Toyota ran a commercial a few years ago that showed an SUV driving through town on a Tuesday loaded with ski equipment.
An onlooker is dumbfounded that the guy could be heading for the slopes on a workday.
Then the last line appears on screen – “Make your own rules.”
Don’t want to work on Tuesday?
Then, make your own rules!”
Well, that’s just what mankind has been doing ever since Adam and Eve decided they wanted to be like God.
We make our own rules.
And we have the audacity to think that it can work.
There is no stronger indicator of the depravity of mankind than the thought that his own mind can compete with the Creator in deciding what’s best.
Man has the audacity to make his own rules, declare 60% to be passing and insisting that God will accept him as good enough.

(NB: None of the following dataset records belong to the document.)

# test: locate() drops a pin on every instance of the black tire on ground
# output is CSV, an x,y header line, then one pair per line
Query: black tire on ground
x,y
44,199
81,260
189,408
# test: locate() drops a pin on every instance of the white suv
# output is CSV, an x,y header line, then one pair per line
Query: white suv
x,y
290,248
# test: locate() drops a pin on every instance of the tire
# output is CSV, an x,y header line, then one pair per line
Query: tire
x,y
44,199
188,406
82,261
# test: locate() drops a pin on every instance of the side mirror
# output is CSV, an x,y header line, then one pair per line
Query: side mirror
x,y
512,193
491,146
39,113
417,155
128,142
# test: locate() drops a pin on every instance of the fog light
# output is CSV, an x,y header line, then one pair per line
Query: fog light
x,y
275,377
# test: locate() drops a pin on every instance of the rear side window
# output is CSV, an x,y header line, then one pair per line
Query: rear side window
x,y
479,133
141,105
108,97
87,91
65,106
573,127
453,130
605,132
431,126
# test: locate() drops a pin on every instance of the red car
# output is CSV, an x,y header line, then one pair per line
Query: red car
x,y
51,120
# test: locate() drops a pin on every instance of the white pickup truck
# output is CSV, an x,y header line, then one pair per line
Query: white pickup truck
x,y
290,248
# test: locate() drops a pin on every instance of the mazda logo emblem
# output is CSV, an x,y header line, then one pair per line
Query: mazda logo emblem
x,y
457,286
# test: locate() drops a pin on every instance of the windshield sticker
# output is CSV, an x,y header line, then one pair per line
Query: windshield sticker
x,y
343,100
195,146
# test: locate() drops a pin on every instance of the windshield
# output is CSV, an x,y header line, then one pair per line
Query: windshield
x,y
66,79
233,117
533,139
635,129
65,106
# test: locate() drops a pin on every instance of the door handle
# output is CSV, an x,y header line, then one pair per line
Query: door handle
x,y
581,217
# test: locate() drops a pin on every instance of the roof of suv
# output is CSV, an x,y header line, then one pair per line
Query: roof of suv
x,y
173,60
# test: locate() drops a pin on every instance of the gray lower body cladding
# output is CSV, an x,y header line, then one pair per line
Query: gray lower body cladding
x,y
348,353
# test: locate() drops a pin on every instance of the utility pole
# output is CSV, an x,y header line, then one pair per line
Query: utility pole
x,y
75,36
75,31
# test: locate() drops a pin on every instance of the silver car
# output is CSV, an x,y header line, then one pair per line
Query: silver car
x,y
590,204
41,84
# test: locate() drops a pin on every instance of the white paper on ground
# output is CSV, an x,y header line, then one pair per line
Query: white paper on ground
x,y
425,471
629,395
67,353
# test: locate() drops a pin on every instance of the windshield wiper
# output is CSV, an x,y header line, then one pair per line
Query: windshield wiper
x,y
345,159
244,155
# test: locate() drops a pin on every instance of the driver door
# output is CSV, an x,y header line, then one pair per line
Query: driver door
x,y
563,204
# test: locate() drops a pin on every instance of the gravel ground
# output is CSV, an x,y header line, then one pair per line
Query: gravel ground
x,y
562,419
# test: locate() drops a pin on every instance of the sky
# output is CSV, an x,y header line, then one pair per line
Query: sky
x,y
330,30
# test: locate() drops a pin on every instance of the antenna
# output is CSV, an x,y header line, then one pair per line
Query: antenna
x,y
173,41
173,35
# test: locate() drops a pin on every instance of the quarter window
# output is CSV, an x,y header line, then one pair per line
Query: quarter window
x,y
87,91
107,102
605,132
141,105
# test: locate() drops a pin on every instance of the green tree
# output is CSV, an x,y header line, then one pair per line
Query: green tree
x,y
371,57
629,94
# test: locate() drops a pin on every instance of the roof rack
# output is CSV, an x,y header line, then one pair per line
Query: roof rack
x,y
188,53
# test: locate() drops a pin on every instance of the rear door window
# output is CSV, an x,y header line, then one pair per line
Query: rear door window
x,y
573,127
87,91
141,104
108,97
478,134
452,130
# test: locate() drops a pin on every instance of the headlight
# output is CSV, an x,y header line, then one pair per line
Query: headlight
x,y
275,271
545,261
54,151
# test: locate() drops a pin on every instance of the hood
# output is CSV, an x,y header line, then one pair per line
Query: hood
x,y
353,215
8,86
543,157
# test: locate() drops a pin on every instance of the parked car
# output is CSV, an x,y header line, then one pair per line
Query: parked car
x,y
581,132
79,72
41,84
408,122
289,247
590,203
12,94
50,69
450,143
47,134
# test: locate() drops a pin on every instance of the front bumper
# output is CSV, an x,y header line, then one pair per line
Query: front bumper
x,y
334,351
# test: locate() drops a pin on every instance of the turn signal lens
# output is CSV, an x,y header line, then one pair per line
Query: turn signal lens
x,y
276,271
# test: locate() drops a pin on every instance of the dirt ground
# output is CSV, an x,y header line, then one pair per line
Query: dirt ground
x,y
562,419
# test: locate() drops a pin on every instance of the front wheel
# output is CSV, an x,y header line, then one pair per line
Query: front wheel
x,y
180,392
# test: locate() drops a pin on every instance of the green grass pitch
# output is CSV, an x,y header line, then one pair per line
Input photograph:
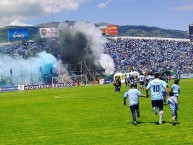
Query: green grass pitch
x,y
93,115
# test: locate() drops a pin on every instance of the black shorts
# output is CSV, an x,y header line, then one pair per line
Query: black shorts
x,y
157,103
134,107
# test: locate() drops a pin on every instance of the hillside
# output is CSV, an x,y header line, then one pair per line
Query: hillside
x,y
128,30
145,31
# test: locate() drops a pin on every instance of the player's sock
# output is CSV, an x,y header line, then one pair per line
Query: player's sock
x,y
138,113
160,117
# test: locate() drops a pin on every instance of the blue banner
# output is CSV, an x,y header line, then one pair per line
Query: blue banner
x,y
18,34
11,88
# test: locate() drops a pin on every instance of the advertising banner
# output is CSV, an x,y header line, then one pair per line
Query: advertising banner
x,y
112,30
18,34
43,86
49,32
11,88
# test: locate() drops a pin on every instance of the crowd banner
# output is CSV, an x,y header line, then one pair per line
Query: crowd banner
x,y
10,88
18,34
20,87
44,86
186,75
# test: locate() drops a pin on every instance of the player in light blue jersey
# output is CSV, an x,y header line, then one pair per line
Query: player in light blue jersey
x,y
173,101
175,88
156,86
133,95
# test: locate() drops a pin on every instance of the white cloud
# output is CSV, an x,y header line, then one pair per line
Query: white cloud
x,y
184,8
18,23
11,10
103,5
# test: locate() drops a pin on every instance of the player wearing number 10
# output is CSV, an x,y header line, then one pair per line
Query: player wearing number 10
x,y
156,87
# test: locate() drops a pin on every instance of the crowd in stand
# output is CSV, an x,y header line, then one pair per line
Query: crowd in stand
x,y
129,54
24,50
150,55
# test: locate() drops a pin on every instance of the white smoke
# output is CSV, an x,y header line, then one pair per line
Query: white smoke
x,y
24,71
97,41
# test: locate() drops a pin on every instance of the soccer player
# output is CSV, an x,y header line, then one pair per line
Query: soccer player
x,y
175,88
173,101
156,85
133,95
141,81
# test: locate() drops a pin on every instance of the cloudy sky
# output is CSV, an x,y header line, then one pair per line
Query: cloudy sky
x,y
169,14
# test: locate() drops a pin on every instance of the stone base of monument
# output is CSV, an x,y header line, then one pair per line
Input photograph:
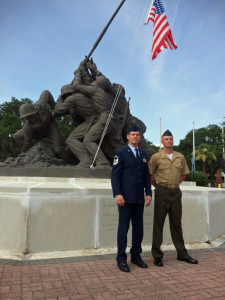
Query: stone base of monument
x,y
44,214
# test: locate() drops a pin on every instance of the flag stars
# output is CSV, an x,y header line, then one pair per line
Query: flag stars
x,y
159,7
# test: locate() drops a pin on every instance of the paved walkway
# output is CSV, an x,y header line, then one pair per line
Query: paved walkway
x,y
97,277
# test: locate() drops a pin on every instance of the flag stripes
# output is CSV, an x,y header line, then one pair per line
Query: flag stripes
x,y
162,34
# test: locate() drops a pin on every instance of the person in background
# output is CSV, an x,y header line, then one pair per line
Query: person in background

Like playing baseball and calling your own balls and strikes.
That’s what Luke deals with today.
Who makes the rules?
Who’s in charge?
In Luke 6:5, Jesus makes an audacious claim, “The Son of Man is lord of the Sabbath.”
His last word justifying His disciples’ Sabbath eating habits was – I am Lord!
Now, on another Sabbath, Luke uses Jesus’ claim as a perfect lead-in to an account where the issue is, who gets to make the rules?
Who is in charge?
Jesus is about to demonstrate verbally and actively that He is.
This was always an issue in His encounters with the Pharisees who were looked up to as the ultimate rule-makers of their day.
Those contests often revolved around the Sabbath because their rules were so clear-cut and Jesus violated them so blatantly.
7 times He purposely healed people on the Sabbath to the consternation of these men.
He was demonstrating his lordship, which they categorically rejected.
Today we see this play out through the healing of this man.
Who is in charge?
Who makes life’s rules?
*I.
The Plant*
6 On another Sabbath, he entered the synagogue and was teaching, and a man was there whose right hand was withered.
7 And the scribes and the Pharisees watched him, to see whether he would heal on the Sabbath, so that they might find a reason to accuse him.”
We’re not told that the man is a plant.
But it is strongly suggested by the word “watched” in v. 7. It means “to spy on out of the corner of one’s eye” and has sinister overtones.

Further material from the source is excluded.